Coming Home

Homecoming. It is a concept that has been calling to me for years now, through changing seasons, through movement in the spiritual corners of my being, through eyes that are ever opening, through the voices of the mothers who have come before me. What does it mean when a woman comes home to herself? What power does she wield? Where does she exhale? What space can she fill with the ease of her being? These are the questions I have been asking myself and in turn, have been asking the women who have agreed to be part of my Homecoming Project.

I met Allison on a dock in Berkley, CA. The air and water were uncomfortably cold. The sun was quickly setting and she wasted no time stripping down and plunging into the dark water. Her words and images tell her story of coming home to herself. 

"When I was 8 years old, I failed Beginning Swim at the YMCA three times before my mom decided I could quit.  I remember shivering in the back of our station wagon, my eyes red from chlorine and crying—humiliated at the thought of taking the class again. I could tread water till the end of time, but no matter how hard I tried, I could not master the timing of freestyle, or any of the strokes.  The graceful windmill of arms, kicks, and side breaths eluded me, turning into a limb-flailing, water-choking mess every time.  My mom looked at me—like she knew exactly what I was made of—and said, “Allison, you’re a very strong girl. You’re not going to drown.  Are you? I told her, with confidence, that I wouldn’t.  I never took another lesson. 

Since then, more trouble and heartache has found me than I ever thought possible.  I lost a lifelong love to a freak accident. I lost a pregnancy late in the second trimester. I lost my faith—a devastating process.  It took all that loss to face the reality that this is all there is. Eyelids flutter open and shut, tiny hearts beat, and then they don’t.  No intention or prayer or bargaining brings them back. There is no heaven, no eternal life.  Just this very fleeting and fragile one.
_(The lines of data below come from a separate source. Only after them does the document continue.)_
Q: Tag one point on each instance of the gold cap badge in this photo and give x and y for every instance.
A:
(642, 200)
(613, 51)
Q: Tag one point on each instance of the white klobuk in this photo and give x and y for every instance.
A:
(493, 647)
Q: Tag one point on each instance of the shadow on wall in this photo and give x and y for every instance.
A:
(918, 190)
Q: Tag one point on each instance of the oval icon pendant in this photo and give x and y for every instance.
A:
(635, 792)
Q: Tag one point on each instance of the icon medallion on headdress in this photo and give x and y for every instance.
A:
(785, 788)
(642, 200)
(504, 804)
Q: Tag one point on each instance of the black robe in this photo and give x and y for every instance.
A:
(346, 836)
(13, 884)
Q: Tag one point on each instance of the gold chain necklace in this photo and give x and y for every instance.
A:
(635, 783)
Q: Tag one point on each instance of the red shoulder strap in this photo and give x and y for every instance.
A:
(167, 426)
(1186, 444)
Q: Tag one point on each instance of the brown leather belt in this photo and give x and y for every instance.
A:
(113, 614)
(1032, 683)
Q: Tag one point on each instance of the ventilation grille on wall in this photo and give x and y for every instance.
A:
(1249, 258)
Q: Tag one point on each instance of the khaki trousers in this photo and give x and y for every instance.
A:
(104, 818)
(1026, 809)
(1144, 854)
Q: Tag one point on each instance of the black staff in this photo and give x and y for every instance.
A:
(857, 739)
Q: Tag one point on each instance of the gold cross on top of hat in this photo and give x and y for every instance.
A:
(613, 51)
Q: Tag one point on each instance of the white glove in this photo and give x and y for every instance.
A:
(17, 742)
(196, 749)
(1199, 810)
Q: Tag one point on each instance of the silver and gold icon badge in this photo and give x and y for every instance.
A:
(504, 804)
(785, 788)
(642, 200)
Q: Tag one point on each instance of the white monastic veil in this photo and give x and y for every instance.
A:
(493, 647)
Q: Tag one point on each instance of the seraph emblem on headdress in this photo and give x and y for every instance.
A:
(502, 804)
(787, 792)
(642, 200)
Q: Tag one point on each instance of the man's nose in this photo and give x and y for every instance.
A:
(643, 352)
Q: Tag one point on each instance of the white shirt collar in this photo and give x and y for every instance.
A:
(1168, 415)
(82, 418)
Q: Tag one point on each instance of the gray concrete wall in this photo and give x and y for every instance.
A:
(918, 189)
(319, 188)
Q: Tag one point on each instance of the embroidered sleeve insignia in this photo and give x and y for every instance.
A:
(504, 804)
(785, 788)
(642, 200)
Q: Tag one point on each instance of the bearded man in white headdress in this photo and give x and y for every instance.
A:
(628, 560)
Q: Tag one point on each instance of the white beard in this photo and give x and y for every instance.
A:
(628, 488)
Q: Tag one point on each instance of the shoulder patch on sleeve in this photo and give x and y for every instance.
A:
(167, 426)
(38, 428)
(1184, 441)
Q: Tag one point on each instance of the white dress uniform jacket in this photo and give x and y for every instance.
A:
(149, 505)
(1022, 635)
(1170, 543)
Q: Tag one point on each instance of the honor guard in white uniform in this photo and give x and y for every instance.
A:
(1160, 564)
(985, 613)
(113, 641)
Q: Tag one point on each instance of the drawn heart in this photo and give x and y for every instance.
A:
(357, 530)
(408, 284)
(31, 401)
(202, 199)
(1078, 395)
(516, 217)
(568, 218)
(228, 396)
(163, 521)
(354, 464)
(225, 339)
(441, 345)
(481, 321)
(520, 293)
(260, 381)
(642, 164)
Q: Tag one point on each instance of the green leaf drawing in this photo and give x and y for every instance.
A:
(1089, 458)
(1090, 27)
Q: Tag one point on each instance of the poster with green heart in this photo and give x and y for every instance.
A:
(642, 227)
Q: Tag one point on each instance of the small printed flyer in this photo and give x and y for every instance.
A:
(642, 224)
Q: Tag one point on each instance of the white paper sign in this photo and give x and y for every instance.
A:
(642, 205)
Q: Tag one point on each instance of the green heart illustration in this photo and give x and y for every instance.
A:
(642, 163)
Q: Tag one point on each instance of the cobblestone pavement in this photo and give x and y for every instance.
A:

Swimming in open water feels like the closest thing I have to believing in a higher power again.  When I jump in the ocean, I can’t feel anything. My mind goes blank. The shock of the water erases everything I have ever felt, or could feel again. It wipes the slate clean. The weight of the last 42 years—the years I wish I could forget, the ones I’m shouldering right now, that I’m not sure I’m strong enough to lift anymore—vanishes.  I think only about how happy I am to be alive.

Some days, when the waters are rough, I don’t want to come back in to shore. I stay out, surrounded by the waves, until I am dangerously cold. The only warm place I can still feel is deep in my chest.  I ask myself the old question, “You’re not going to drown, are you?” With confidence, I tell myself I’m strong enough to make it. I surrender to the current and let it take me in."